Performance Tuning

Stage-level scheduling

Starting from spark-rapids-ml 23.10.0, stage-level scheduling is automatically enabled. Therefore, if you are using Spark standalone cluster version 3.4.0 or higher, we strongly recommend configuring the "spark.task.resource.gpu.amount" as a fractional value. This will enable running multiple tasks in parallel during the ETL phase to help the performance. An example configuration would be "spark.task.resource.gpu.amount=1/spark.executor.cores". For example,

spark-submit \
  --master spark://<master-ip>:7077 \
  --conf spark.executor.cores=12 \
  --conf spark.task.cpus=1 \
  --conf spark.executor.resource.gpu.amount=1 \
  --conf spark.task.resource.gpu.amount=0.08 \
  ...

The above spark-submit command specifies a request for 1 GPU and 12 CPUs per executor. So you can see, a total of 12 tasks per executor will be executed concurrently during the ETL phase. And the stage-level scheduling is then used internally to the library to automatically carry out the ML training phases using the required 1 gpu per task.

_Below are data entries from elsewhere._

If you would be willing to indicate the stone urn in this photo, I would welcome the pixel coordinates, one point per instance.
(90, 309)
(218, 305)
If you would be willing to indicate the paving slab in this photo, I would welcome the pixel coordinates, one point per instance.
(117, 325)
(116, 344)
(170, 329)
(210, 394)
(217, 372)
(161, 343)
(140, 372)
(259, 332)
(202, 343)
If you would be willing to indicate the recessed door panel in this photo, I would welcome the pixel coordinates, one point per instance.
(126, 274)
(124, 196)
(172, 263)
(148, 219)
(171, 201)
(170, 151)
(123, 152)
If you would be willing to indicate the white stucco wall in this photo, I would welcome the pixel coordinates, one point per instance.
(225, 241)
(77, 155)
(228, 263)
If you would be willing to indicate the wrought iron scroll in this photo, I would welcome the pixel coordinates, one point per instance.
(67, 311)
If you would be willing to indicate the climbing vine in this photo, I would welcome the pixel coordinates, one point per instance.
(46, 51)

However, if you are using a spark-rapids-ml version earlier than 23.10.0 or a Spark standalone cluster version below 3.4.0, you need to make sure there will be only 1 task running at any time per executor. You can set spark.task.cpus equal to spark.executor.cores, or "spark.task.resource.gpu.amount"=1. For example,

spark-submit \
  --master spark://<master-ip>:7077 \
  --conf spark.executor.cores=12 \
  --conf spark.task.cpus=1 \
  --conf spark.executor.resource.gpu.amount=1 \
  --conf spark.task.resource.gpu.amount=1 \
  ...